Rolling pool update failed to migrate VMs back
-
Hi,
I have a 5 host XCP 8.2 setup with 380GB per host, SAN, HA etc and XOA. Last night I performed a rolling pool update and it successfully worked through evacuating, updating and rebooting each host before starting to migrate VMs back to their original hosts. In the middle of migrating VMs back to their original host, multiple VMs failed with "not enough memory" errors. When I checked in the morning I had one host with only a few GB free RAM and other hosts with ~200GB free - very unbalanced and definitely not what I was expecting.
I've checked to forum and not found any other RPU issues reported with this stage of the process - if I've missed this please let me know.

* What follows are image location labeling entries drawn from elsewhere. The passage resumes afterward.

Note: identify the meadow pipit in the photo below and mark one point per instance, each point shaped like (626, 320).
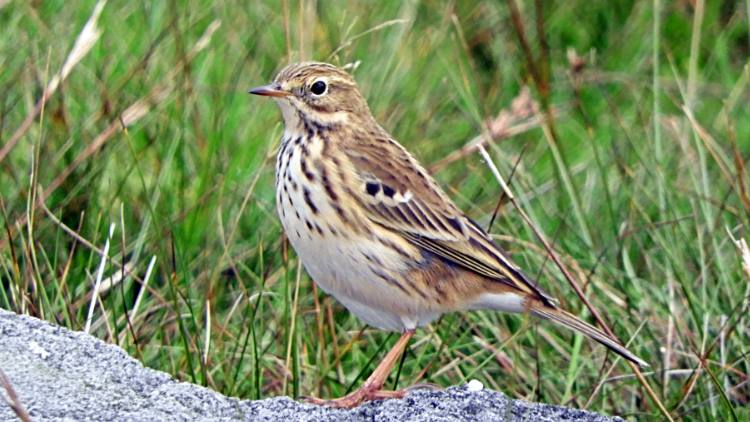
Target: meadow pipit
(376, 231)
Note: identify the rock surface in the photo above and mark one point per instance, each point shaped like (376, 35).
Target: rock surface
(62, 375)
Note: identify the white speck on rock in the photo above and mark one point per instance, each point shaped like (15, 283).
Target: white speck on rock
(474, 385)
(38, 350)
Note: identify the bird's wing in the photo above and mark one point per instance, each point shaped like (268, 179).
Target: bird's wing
(397, 193)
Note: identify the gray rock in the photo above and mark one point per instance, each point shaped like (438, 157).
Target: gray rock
(62, 375)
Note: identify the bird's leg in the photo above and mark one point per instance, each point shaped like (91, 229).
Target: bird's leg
(370, 390)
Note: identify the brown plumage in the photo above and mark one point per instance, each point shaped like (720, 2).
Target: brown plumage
(376, 231)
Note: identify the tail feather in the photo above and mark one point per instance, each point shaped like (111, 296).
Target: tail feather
(570, 321)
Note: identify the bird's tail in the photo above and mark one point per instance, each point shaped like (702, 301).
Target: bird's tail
(567, 320)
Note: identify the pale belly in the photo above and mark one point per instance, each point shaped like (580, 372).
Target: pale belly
(358, 270)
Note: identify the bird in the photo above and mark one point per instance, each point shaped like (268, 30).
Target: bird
(376, 231)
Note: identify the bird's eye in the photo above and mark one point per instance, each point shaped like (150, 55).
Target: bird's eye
(319, 88)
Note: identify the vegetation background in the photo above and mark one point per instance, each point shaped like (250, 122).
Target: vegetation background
(628, 152)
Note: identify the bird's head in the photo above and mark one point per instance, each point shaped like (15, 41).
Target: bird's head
(316, 93)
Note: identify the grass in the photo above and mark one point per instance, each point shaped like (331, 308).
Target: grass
(639, 182)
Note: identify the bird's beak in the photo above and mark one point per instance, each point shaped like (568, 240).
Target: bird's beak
(273, 90)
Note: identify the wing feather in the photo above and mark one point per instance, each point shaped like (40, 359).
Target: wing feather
(398, 193)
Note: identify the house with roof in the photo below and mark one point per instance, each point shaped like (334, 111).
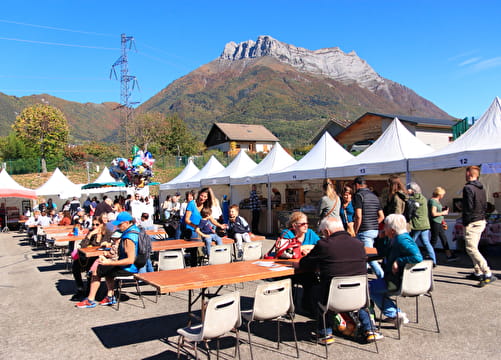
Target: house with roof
(230, 138)
(436, 133)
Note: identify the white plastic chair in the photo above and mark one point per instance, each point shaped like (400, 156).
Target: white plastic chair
(222, 315)
(252, 251)
(417, 281)
(120, 280)
(170, 260)
(346, 293)
(272, 301)
(220, 254)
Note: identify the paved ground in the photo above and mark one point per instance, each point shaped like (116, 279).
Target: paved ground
(38, 320)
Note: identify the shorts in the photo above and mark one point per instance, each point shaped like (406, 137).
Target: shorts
(112, 271)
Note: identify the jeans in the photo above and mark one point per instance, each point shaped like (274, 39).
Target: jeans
(367, 238)
(377, 292)
(424, 236)
(473, 231)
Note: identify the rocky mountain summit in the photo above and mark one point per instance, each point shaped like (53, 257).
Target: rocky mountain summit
(330, 62)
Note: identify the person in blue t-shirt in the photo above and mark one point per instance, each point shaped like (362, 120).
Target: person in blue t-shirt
(109, 269)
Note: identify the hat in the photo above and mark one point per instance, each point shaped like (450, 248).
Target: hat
(122, 217)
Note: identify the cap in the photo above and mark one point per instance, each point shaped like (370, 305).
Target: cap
(122, 217)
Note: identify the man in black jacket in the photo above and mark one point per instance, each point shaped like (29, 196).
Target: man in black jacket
(474, 205)
(336, 254)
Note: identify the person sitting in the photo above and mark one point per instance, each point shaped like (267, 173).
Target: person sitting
(398, 249)
(124, 266)
(336, 254)
(238, 228)
(206, 229)
(298, 228)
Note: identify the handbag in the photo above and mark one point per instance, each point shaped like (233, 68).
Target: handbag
(286, 249)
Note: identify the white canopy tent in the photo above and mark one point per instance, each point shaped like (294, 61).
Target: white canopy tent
(240, 165)
(211, 168)
(479, 144)
(277, 159)
(188, 172)
(388, 154)
(58, 184)
(326, 153)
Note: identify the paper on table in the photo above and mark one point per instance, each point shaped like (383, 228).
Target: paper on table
(280, 268)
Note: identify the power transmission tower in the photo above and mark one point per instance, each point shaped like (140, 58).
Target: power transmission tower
(127, 84)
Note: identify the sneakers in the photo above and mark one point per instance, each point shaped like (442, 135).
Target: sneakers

With 1 host completely evacuated the remaining hosts were at ~85%, so there is plenty of space to shuffle VMs about, but I guess the RPU tried to move some VMs before enough had been shifted off the target to make room for them?
We manually distribute VMs for high availability and load balancing, so would ideally like them to return to their original locations automatically when done.
How can I ensure that the final "migrate VMs back" step completes successfully in the future?
The error was:
"message": "HOST_NOT_ENOUGH_FREE_MEMORY(34642853888, 3430486016)", "name": "XapiError", "stack": "XapiError: HOST_NOT_ENOUGH_FREE_MEMORY(34642853888, 3430486016)\n at Function.wrap (file:///usr/local/lib/node_modules/xo-server/node_modules/xen-api/_XapiError.mjs:16:12)\n at default (file:///usr/local/lib/node_modules/xo-server/node_modules/xen-api/_getTaskResult.mjs:13:29)\n at Xapi._addRecordToCache (file:///usr/local/lib/node_modules/xo-server/node_modules/xen-api/index.mjs:1068:24)\n at file:///usr/local/lib/node_modules/xo-server/node_modules/xen-api/index.mjs:1102:14\n at Array.forEach (<anonymous>)\n at Xapi._processEvents (file:///usr/local/lib/node_modules/xo-server/node_modules/xen-api/index.mjs:1092:12)\n at Xapi._watchEvents (file:///usr/local/lib/node_modules/xo-server/node_modules/xen-api/index.mjs:1265:14)"
Thanks in advance for any pointers,
Neal. -
Hi,
It seems you don't have XOA but XO from the sources, right?
Also, I would check if you use dynamic memory for your VMs, that might complicated the life of RPU
-
Hi @olivierlambert,
Thanks for replying so quickly.
No we are using XOA, enterprise license, fully updated to version 5.102.1. None of our VMs use dynamic memory (I just double checked and for all of them memory-dynamic-max = memory-dynamic-min) as I've been burned by that and migrations in the past
Regards,
Neal. -
Thanks for the details. It's weird, I never heard of such RPU issues after all hosts where shuffled, in theory, it should use the same placement than before the RPU to be sure there's no surprise
Could it be some halted VMs before the RPU with "auto restart on boot" enabled? That might explain it.
-
Hi,
Unfortunately not - I checked before starting for any halted VMs which were set to auto poweron with this filter in XOA.
auto_poweron? power_state:halted
I have another near identical setup (identical hardware, almost identical VM numbers, sizes etc) which I will be doing a RPU update on next week. I'll try the updates there and see if that pool has the same issues.
Thanks for confirming I'm not missing anything obvious.
Cheers,
Neal. -
Yeah, that would be great if you could follow the process and try to spot where things are going south
-
We've also experience trouble almost every time we've updated our pools, ever since the old XenServer days and Citrix kind of recommended "manual intervention" because there was no mechanism to check which hosts that were suitable before a VM is migrated.
I think there has been a lot of work done to XOA tho to handle this, but I might've been mistaken, we just ended up re-installing our hosts and setting up a new pool which we then live migrate our VM's over too and scrap the old ones.
VMWare has some kind of logic, which will try to balance the load between the hosts and if you have DRS it will even make sure to balance your hosts automatically during runtime.
Im pretty sure XOA has this logic as well, but XCP-NG center definately doesn't, so avoid it as much as possible.